Texas is Wide Open for Business – Interview with the new Vice President of SACC-Dallas

Marcus Klintmalm“That positive can-do attitude about Texas”

Texas is continuously ranked as the best state for business and this comes as no surprise to the Swedish-American Chamber of Commerce (SACC) Texas new Dallas Vice President Marcus Klintmalm. His family moved to Texas from Sweden when he was 2 years old, and to Marcus, one big reason for Texas’ popularity is the pride Texans feels for living here; “Yes, it can be a bit much at times but that positive, can-do attitude about Texas leaves people with a generally positive attitude towards Texas as an idea”.
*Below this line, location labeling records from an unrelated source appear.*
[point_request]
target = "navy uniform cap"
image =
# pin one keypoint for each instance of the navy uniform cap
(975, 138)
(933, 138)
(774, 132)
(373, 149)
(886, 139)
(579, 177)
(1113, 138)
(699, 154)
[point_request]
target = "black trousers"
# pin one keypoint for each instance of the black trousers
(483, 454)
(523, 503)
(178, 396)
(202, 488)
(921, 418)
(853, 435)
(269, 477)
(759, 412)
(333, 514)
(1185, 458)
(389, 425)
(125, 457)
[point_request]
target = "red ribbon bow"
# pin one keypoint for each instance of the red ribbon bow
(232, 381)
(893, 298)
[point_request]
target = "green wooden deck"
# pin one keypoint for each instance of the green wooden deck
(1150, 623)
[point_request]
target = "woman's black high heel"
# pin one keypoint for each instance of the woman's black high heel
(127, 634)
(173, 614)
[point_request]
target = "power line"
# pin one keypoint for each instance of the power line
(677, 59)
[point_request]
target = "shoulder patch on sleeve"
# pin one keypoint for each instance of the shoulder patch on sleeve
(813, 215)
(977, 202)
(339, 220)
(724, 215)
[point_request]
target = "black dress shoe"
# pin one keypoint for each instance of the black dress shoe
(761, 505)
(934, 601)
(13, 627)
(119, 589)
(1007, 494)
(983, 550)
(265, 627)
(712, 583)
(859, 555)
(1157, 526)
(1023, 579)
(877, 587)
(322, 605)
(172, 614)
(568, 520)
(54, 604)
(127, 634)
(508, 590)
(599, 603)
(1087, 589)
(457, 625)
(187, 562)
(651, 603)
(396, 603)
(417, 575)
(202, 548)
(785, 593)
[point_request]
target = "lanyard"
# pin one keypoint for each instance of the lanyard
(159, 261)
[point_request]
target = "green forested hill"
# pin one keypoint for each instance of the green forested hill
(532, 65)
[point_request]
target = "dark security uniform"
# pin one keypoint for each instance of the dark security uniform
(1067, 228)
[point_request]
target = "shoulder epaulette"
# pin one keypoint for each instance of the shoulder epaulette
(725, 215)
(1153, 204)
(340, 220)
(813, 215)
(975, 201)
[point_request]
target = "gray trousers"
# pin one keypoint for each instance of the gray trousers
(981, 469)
Marcus completed his undergraduate degree in Economics and Management Science at Southern Methodist University (SMU) in Dallas and then went on to get an MBA from The Cox School of Business at SMU. He is now Lead Financial Analyst with Luminant, a division of Energy Future Holdings which owns and operates 40% of the power generation in the state of Texas. Energy production is one of the biggest industries in Texas and of great importance to the state as a whole. Marcus explains; “Energy has historically been THE driver for the Texas economy. Today, it’s driving an all new level of investment in the state through fracking technology to access natural gas deposits across the state. Two byproducts of this are all time historically low power prices in this state and Texas coming to the forefront of the United States’ ‘energy independence’. Energy is the backbone of Texas and the basis from which all other business in Texas has grown”.
A shift in “Great American cities”

Texas has become increasingly known as a hot spot for businesses surpassing the more traditional cities such as San Francisco, Chicago and New York. In his April 8th article, Kotkin wrote about this shift in “great American cities” to places like Dallas-Fort Worth, Houston and Oklahoma City; “These cities grow primarily because they do what cities were designed to do in the first place: help their residents achieve their aspirationsundefinedand that’s why they keep getting bigger and more consequential”. Marcus agrees; “The business friendliness of this state is nearly unparalleled in this country”. This is exactly what Texas Governor Rick Perry has been telling companies, particularly in California and Illinois for some time now. The Texas Economic Development division within the Office of the Governor runs a website aptly named TexasWideOpenForBusiness.com, which contains all the information a company considering moving to Texas might need. The site offers a wide range of information including statistics, marketing material, available funds and information on relocation. And it appears to be working; Dallas-Fort Worth is the area most Americans are moving to with an unemployment rate well below the national average and a projection to continue adding jobs at a 2.8% rate through 2019.

“Swedes offer more than safe cars, flat-pack furniture and meatballs”

In the past, Dallas-Fort Worth has had problems attracting people due to its lack of amenities such as museums and parks, but a lot of investment has been made into city culture and the area is now an attractive place to live. To Marcus, especially the Bishop Art district in Oak Cliff, is an exciting part of Dallas; “There’s a lot of interesting things going on there today that are adding a lot of color to the Dallas social and dining scene.” Dallas came fourth on Forbes’ list over America’s Coolest Cities To Live, a list which factored in aspects such as cultural diversity, (non-chain) restaurants and bars per capita, net migration, young adult population and unemployment[13]. Initiatives to improve amenities in Dallas and Fort Worth have helped make the area more appealing. Fort Worth’s Stockyards (a cowboy-themed downtown) as well as their museums have added cultural value to the city, and Dallas now has the largest art district in the nation and has been making investments into large urban park systems. One such effort is Klyde Warren Park, a park connecting uptown Dallas and the Art District, located on top of Woodall Rodgers Freeway in the center of Dallas. The park is the result of a public-private ownership with the objective of creating a place to have fun while strengthening communities and benefitting health, environment, quality of life, and economy. SACC-Dallas is very excited to be part of these efforts through our summer event in Klyde Warren Park, teaching and playing the Swedish lawn game kubb the third Saturday of every month at 11 am (starting June 8th). In Marcus opinion, events bringing Swedish culture to the Dallas community raise awareness of Swedish culture and the Dallas-based Swedish community which benefits everyone; “Swedes offer more than safe cars, flat-pack furniture and meatballs”.

Marcus has been a SACC member for almost 10 years and on the Dallas board for a year. Now, as head of SACC-Dallas, he hopes to grow the membership base and to make SACC-Dallas a player in the Swedish American business world. ”SACC is hard at work on many exciting business developments here in the Dallas area that we hope to share with the community at large soon.”